OP001. Innate lymphoid cells accumulate in IBD
A. Geremia, C. Arancibia, A. Gwela, R.W. Chapman, S.P.L. Travis, F. Powrie, University of Oxford, Translational Gastroenterology Unit, Oxford, United Kingdom
Results from animal models and human studies have highlighted a role for the IL23/IL17 axis in the pathogenesis of inflammatory bowel disease (IBD). IL23-driven inflammation has been primarily linked to Th17 cells. Work from our lab has identified a novel population of IL23-responsive innate lymphoid cells (ILC) that drive colitis in innate murine models through IL17 and IFN-gamma production. Furthermore, IL22-producing ILC were shown to sustain the development of bacteria driven colitis-associated cancer in mice. However, the relevance of ILC in human health and disease is currently poorly understood. In this study, we have analyzed the role of IL23-induced cytokines and IL23-responsive ILC in the human intestine in health and in IBD.
Lamina propria mononuclear cells were isolated from surgical specimens and biopsies from controls and patients with IBD, using mechanical and enzymatic digestion protocols. Intestinal and systemic immune responses were analysed by surface and intracellular FACS staining. CD56− and CD56+ ILC were sorted by FACS and cultured overnight in presence or absence of IL23. RNA gene expression was analysed by qPCR.

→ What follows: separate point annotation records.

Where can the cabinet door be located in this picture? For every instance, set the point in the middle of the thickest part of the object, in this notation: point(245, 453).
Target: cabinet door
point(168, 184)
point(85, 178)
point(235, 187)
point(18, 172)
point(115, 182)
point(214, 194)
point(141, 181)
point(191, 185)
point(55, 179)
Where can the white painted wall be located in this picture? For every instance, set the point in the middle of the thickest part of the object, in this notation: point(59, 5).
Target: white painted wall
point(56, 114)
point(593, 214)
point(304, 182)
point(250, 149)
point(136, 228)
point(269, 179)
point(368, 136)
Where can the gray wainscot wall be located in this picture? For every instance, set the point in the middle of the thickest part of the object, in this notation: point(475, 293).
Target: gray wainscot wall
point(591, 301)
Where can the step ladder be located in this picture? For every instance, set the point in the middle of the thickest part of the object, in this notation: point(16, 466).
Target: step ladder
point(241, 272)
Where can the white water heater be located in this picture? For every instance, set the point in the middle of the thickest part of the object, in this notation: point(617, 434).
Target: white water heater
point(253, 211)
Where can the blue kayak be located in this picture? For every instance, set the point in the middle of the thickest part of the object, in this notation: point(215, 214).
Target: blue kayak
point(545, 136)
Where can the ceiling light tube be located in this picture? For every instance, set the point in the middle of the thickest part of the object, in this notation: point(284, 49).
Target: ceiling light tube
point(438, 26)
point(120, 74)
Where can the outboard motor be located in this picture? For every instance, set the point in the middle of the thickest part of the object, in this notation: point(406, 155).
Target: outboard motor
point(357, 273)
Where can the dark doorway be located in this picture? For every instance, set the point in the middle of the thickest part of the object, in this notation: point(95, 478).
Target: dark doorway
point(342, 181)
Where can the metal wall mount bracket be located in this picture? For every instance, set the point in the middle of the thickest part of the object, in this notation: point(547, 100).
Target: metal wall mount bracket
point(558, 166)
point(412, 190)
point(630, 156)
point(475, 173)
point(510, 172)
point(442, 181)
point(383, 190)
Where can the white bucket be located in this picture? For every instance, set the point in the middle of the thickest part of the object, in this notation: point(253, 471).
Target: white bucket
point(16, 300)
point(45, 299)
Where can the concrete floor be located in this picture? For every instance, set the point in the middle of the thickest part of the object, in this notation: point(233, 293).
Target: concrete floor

We identified CD127+ ILC populations in the human intestine and peripheral blood and observed a significant increase in the frequency of CD56−CD127+ ILC in the inflamed ileum and colon of patients with Crohn's disease. IL17A and IL17F gene expression was restricted to CD56− ILC, whereas IL23 induced IL22 and IL26 in the CD56+ ILC compartment. Interestingly we observed an increased CD127+ ILC frequency in the colon of patients with IBD and primary sclerosing cholangitis (PSC), where increased frequencies of IL22+ CD3+ T cells were also present.
These results indicate that IL23-responsive ILC are present in the human intestine and that intestinal inflammation is associated with the accumulation of a phenotypically distinct ILC population characterized by inflammatory cytokine expression. IL22 is involved in tissue repair and induces proliferation and survival of epithelial cells. Uncontrolled IL22-mediated T-cell and ILC-responses may contribute to the increased risk of colorectal cancer observed in patients with IBD and PSC. ILC may participate in intestinal inflammation through cytokine production, lymphocyte recruitment, or organization of the inflammatory tissue and represent a novel tissue-specific target for subtypes of IBD.